The Lost Hunter eBook

This eBook from the Gutenberg Project consists of approximately 516 pages of information about The Lost Hunter.

The Lost Hunter eBook

This eBook from the Gutenberg Project consists of approximately 516 pages of information about The Lost Hunter.

During the whole time the work was progressing he seemed to be contending with violent emotions and driven along by some power he vainly tried to resist.  Terror, awe, and repugnance were all portrayed upon his countenance.  But still the work went on.  When it was finished he stood off a few steps, and then, as in a sudden frenzy, rushed at, and seizing upon the several sticks of wood, hurled them in every direction around until the whole pile was demolished.  Neglecting his hat that lay upon the ground, he then ran with a wild cry, and at the top of his speed, bounding, like a wild animal, over the brush and trunks of trees, as if in haste to remove himself from a dreadful object, until he reached the woods, when falling upon his face, he lay quite still.  After a time he appeared seized with a hysterical passion; he pressed his hand on his side as if in pain, and heavy sobs burst at irregular intervals from his bosom.  These finally passed away, and he sat up comparatively composed.  A struggle was still going on, for several times he got up and walked a short distance and returned and threw himself down on the ground as before.  At length, indistinctly muttering, unheeding the blazing sun that scorched his unprotected head, and lingering as though unwilling to advance, he returned to the scene of his former labors.  And now, as if unwilling to trust himself with any delay, lest his resolution might falter, he proceeded, with a sort of feverish impatience, to reconstruct the pile.  Shortly, the pieces were laid symmetrically upon each other as before, and the dead leaves and brush disposed in the intervals.  After all was done, Armstrong leaned over and bowed his head in an attitude of supplication.  When he raised it the eyes were tearless, and his pale face wore an aspect of settled despair.  Resuming the hat, that until now had lain neglected in the leaves, he went to the brook and washed his hands in the running water.

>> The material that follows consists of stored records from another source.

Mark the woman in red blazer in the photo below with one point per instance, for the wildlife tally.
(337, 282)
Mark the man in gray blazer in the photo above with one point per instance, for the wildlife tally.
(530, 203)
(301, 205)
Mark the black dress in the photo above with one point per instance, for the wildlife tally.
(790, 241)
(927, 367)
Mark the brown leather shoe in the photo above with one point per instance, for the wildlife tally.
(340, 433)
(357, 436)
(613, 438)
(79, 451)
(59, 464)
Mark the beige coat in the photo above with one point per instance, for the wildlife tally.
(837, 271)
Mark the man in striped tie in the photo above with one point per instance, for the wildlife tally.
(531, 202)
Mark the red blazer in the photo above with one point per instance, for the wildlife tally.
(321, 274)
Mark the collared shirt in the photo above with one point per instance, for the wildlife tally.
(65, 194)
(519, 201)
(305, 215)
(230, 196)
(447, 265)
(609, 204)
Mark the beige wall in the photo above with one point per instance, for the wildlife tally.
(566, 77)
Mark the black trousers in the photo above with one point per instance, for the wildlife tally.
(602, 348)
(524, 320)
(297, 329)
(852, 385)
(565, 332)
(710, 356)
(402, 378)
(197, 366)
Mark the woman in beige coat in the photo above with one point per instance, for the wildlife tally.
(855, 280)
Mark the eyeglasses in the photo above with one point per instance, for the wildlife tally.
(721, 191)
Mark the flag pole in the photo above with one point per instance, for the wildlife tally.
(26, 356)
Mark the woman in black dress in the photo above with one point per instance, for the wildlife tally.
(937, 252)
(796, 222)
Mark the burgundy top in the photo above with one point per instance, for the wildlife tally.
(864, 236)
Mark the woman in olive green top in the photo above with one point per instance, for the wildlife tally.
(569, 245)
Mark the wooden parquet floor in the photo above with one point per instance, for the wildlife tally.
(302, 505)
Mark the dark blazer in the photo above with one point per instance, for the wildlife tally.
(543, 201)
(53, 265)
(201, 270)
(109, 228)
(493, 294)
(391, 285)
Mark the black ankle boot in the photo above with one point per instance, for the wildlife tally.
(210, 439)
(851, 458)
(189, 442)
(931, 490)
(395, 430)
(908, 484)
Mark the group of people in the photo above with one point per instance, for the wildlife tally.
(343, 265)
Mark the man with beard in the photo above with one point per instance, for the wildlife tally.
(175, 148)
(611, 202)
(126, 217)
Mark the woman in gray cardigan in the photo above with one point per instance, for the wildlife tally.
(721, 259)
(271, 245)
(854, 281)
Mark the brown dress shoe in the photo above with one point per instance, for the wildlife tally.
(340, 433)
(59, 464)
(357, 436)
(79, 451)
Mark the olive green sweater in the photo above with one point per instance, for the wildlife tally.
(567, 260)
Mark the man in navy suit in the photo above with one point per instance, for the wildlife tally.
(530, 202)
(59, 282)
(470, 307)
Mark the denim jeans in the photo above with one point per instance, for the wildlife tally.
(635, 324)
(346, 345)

“Could man wash out the sins of his soul,” he said, “as I wash these stains from my hands!  But water, though it may cleanse outer pollution, cannot reach the inner sin.  Blood, blood only, can do that.  Why was it that this dreadful law was imposed upon our race?  But I will not dwell on this.  I have interrogated the universe and God, and entreated them to disclose the awful secret, but in vain.  My heart and brain are burnt to ashes in the attempt to decipher the mystery.  I will strive no more.  It is a provocation to faith.  I dare not trust to reason.  There is something above reason.  I submit.  Dreadful, unfathomable mystery, I submit, and accept thee with all the consequences at which the quivering flesh recoils.”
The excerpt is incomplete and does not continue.